The scheduler's server structure now contains an array of nodes whose order does not change during the scheduling cycle. A bucket is defined by a resource signature, four bitmaps, and maybe a queue. The resource signature is made up of the resources that are on the resources line in sched_config file. For the bitmaps, each 1 bit is an index into the new node array. The first bitmap contains all the nodes of the bucket. The second bitmap contains nodes that are free and have no calendared events on them. The third bitmap contains nodes that are free now, but busy later. The last bitmap contains the nodes that are busy now. The queue is used if the nodes are assigned to a queue.

If placement sets are in use(either node_group_key or place=group), each placement set has its own group of buckets based on the nodes in the placement set. The bucket algorithm is run on each placement set's group of node buckets.
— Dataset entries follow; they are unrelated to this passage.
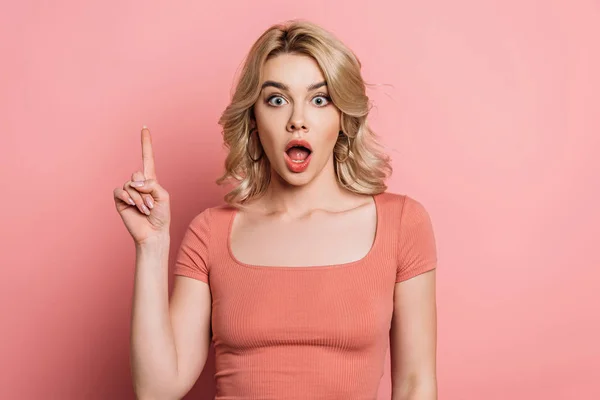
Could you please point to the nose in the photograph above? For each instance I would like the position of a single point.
(296, 121)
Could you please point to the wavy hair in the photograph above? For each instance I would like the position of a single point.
(366, 167)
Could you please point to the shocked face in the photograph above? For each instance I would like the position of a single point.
(297, 122)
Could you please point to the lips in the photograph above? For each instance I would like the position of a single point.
(297, 155)
(298, 143)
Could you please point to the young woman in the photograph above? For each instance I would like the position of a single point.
(309, 267)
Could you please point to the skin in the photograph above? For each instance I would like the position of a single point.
(280, 115)
(297, 112)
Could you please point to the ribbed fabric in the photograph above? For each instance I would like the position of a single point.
(314, 332)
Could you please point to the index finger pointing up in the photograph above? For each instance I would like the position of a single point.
(148, 154)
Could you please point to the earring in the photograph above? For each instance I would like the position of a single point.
(347, 152)
(248, 150)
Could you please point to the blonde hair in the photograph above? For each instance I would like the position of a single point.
(366, 168)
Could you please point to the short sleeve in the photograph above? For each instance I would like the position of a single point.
(416, 241)
(192, 256)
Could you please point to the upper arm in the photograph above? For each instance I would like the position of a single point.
(190, 310)
(190, 305)
(413, 333)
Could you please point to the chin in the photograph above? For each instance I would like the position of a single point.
(293, 178)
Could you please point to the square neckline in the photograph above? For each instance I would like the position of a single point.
(365, 258)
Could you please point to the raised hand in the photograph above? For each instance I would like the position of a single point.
(142, 203)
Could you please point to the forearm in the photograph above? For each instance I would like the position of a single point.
(153, 351)
(415, 390)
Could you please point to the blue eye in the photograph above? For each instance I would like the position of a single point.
(324, 100)
(281, 101)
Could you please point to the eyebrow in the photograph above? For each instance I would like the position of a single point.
(282, 86)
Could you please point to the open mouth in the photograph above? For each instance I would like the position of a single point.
(298, 154)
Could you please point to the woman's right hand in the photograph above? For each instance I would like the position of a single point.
(145, 210)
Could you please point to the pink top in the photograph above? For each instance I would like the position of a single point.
(305, 332)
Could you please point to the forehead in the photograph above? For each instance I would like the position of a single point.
(294, 70)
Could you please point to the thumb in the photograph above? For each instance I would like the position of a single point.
(151, 187)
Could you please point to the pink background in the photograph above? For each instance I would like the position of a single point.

We first determine if we should use our new bucket code path or the normal node code path. The following has to be true to use the bucket codepath:

Any time we are not sorting the nodes per-job
- node sorting by unused resources are not used.
- provisioning policy of avoid provisioning is not used. Avoid provisioning is done by sorting the nodes for each job so matching aoes are at the front.
The job is not the qrun job.
If the job is not in a reservation. A reservation has its own universe of nodes.
The job requests excl. Nodes are now bits in a bitmap. They can't be partially allocated.
The job requests vscatter/scatter/free placement. Pack placement is not supported.
The job does not request the host or vnode resource
The job is not suspended or checkpointed.
There can not be any multi-vnoded hosts in the complex. The algorithm can not spread resources across multiple vnodes of the same host.

What defines a node bucket is the following:

Any resources_available resource value for resources on the sched_config resources line
Any boolean that is not already on the sched_config resources line
The queue if the nodes are associated to a queue
The node's priority attribute

The part of the scheduler this algorithm is replacing is the node placement algorithm. The standard node placement algorithm takes in a job and nodes and will return an internal representation of the exec_vnode(nspec). Our new algorithm needs to do the same. It just allocates nodes differently.
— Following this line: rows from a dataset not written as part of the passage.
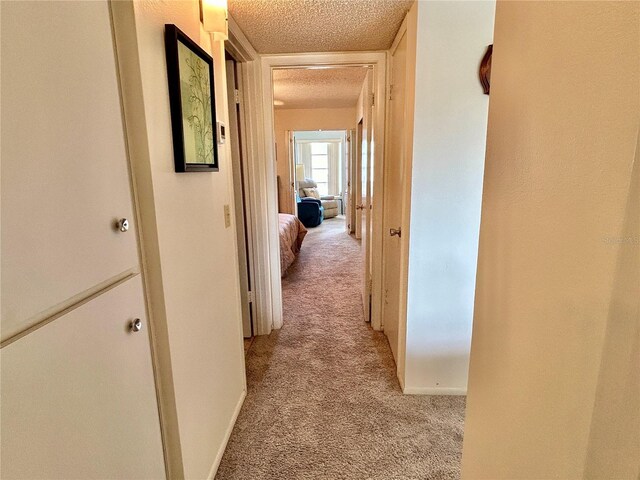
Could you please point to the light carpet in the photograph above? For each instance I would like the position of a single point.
(323, 401)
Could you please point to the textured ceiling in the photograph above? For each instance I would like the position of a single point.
(318, 88)
(294, 26)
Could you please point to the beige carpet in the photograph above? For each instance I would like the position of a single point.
(323, 400)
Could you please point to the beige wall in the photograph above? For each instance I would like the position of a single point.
(554, 388)
(303, 119)
(190, 257)
(449, 133)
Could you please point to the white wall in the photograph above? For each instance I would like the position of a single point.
(190, 257)
(554, 385)
(448, 162)
(303, 119)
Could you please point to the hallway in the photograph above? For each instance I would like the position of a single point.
(323, 400)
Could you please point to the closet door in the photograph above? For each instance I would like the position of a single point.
(78, 399)
(65, 180)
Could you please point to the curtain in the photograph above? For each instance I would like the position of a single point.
(334, 168)
(303, 156)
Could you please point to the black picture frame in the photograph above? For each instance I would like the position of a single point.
(192, 102)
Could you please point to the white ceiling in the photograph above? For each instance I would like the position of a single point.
(294, 26)
(337, 87)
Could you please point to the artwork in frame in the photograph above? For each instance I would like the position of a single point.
(192, 100)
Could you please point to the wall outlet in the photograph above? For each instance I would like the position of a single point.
(227, 216)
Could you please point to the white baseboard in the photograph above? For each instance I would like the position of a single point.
(227, 435)
(433, 391)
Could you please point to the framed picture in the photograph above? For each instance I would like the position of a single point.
(485, 70)
(192, 99)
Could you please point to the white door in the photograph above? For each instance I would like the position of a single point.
(78, 396)
(239, 197)
(366, 189)
(65, 180)
(394, 178)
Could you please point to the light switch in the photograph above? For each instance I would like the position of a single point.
(227, 216)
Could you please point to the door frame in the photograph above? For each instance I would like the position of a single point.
(378, 62)
(408, 28)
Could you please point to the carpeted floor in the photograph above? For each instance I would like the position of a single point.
(323, 401)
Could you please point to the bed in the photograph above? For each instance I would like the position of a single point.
(292, 232)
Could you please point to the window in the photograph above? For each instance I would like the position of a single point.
(320, 166)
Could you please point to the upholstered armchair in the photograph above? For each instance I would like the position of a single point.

The algorithm goes like this:

First we create a mapping(cb_map) between the chunks (the thing between the pluses), and the buckets. We look at each bucket's resource signature and compare them to the chunk. If the bucket matches, we add it to the cb_map with the number of chunks each node in this bucket can satisfy. If scatter/vscatter is requested, the satisfiable chunks is set to 1. We also keep a sum of the total number of nodes in each bucket. At the end, if the total is less than the requested number of chunks, we know the job can never run. Now we have a mapping between all the chunks and the buckets that can satisfy them. Note that a bucket can appear multiple times in the cb_map, if it can satisfy multiple chunks.

It's now time to create the final mapping between the chunks and the nodes. To do this we create a working copy of the free, busy_later, and busy bitmaps. These are used to make sure we don't allocate the same node to multiple chunks. We also create a bitmap which will contain the final node mapping.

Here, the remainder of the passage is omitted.